Dans Insomnie, son dernier roman traduit, un retraité vient de perdre sa femme. Il dort mal. Dans la journée, il marche. Contre l’ennui et l’angoisse. Il bavarde avec des gens de connaissance. Chroniques de quelques semaines paisibles en province. A l’occasion d’une collision bénigne à laquelle il assiste, il entend son jeune voisin, un brave garçon, sympathique, qui s’occupe de son jardin le week-end comme il se doit, tenir des propos remarquablement orduriers. Surprise. Dans le même temps, il apprend que la petite ville est agitée par la venue prochaine d’une féministe revendiquant le maintien du droit à l’interruption volontaire de grossesse. Bon. Ce n’est pas si grave. La vie continue. Mais le jeune voisin bat sa femme comme plâtre. Mais la querelle autour de l’IVG s’exaspère. Et lui commence à voir les apparences avec de plus en plus d’acuité. Les apparences. Rien de surnaturel mais de l’hyper réalité. Tout est plus net, présent, dense, coloré. Il tombe amoureux. Et peu à peu se retrouve dans un grand combat, dément et banal, contre les forces noires anti-IVG. Mais cette guerre brusque où s’affrontent des hommes est aussi un combat entre dieux : ceux qui permettent à l’univers d’exister. C’est tout. C’est énorme et naïf. C’est saisissant. Il n’y a pas de leçon. Le Déroulement de l’épopée sous la chronique est si trépidant, si insensé, qu’on ne subit pas vraiment un suspense infernal. Il est clair que les jeux sont fait ; demeure l’"opéra", le chant de la geste. L’histoire est formidablement, délibérément invraisemblable. Niaise ? C’est un tout petit peu plus compliqué.

 Stephen King écrit des contes où alternent les scènes familières, les signes obscurs, les chevauchées fantastiques, les rencontres avec les dieux, les métamorphoses et les petits dialogues quotidiens. Personne n’y croit tel quel. On est embringué dans un récit qui joue avec les codes du genre, pervertit les ressorts des feuilletons télé bonhommes et si "naturels", infuse ses visions, et aboutit à un objet sans fin véritable, retors, bien trop innocent pour être honnête. Les incidents surnaturels sont souvent goguenards, le récit s’autorise des vagabondages, se scande de comptines et de fragments de poèmes, ne cherche pas à élucider et se met très fréquemment en boîte. Avec un humour effroyable. Un goût regrettable. Les histoires de Stephen King mettent à mal les catégories, et sans doute parce qu’elles ne se refusent pas grand chose des possibilités de raconter, du vérisme à la parodie, de l’impossible au plus que normal, sans aucune étanchéité, qu’elles sont devenues aussi populaires. King travaille certains modèles de représentations antagonistes, ensemble, avec élan, pour mieux rendre sensibles les forces contraires et mêlées qui composent nos mondes, intérieur et extérieur. Il parle de l’Amérique profonde, de sa peur de l’autre, de sa peur de ce qui s’infiltre, de ce qui s’écarte de la règle. Avec jubilation. Persuadé que la volontaire "suspension of disbelief", pour reprendre une expression de Coleridge qu’il utilise souvent, suffit à nous sauver.
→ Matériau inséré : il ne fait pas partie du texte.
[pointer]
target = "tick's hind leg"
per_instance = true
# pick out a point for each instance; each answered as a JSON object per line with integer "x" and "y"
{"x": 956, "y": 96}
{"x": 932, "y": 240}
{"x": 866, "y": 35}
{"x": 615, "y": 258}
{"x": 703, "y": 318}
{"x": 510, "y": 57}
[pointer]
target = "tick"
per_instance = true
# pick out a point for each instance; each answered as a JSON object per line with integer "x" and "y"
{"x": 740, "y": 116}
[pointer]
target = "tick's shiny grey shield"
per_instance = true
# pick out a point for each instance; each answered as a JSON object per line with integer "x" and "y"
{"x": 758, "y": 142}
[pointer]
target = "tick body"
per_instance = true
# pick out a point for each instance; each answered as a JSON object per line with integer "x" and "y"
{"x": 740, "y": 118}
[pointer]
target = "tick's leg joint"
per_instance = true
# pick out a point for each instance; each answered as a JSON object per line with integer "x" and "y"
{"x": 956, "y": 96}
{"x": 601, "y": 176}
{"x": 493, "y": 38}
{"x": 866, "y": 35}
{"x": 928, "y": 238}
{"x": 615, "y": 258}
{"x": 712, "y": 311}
 Stratégies de l’obscénité

 Et c’est probablement ce suspens volontaire de l’incrédulité, ce plaisir pris à "faire comme si", qui permet d’entendre, chez King, son émerveillement devant le monde, source inépuisable de combinaisons, énergie fastueuse, qui vient rejeter les horreurs mortifères nées de la peur : peur de l’impuissance (Shining), peur de la sexualité (Carrie), de la mort (Cimetière) et d’y participer...
Il y a là un bonheur fou à faire exploser l’acceptable pour aller jusqu’au bout de inacceptable, ce qui défie la logique comme ce qui défie la morale. Les hurlements chez lui sont aussi bien de rire que de soulagement.

 Stephen King est un dynamiteur...
Il s’en tient à la série B, ses charmes, ses grossièretés, sa liberté profonde qui intègre des règles mais sait que sa grandeur vient de refuser les modèles "corrects", pour faire de la contrebande. Être irrégulier. Dans Insomnie, se faufile une épopée blagueuse où les trois Parques sont trois frères chauves, et où la description hallucinée du fanatisme se double discrètement d’une ode à la peur que suscitent les femmes libres de désirer. King est, mine de rien, superbement obscène. Ce qui apparaît avec encore plus d’évidence dans ses nouvelles, souvent consacrées à des enfants rugueux, teigneux, prêts à toutes les merveilles et à tous les désirs. Il n’y a pas là, dans "Différentes saisons" par exemple, d’horreurs ou de bizarreries, sinon dans la dernière et blagueuse, nouvelle : mais il y a la vraie terreur devant la sauvagerie dionysiaque du vivant, et la vilenie de ce qu’on en fait, habituellement. Entre David Lynch et Tim Burton, Stephen King est un sacré, réjouissant éveilleur.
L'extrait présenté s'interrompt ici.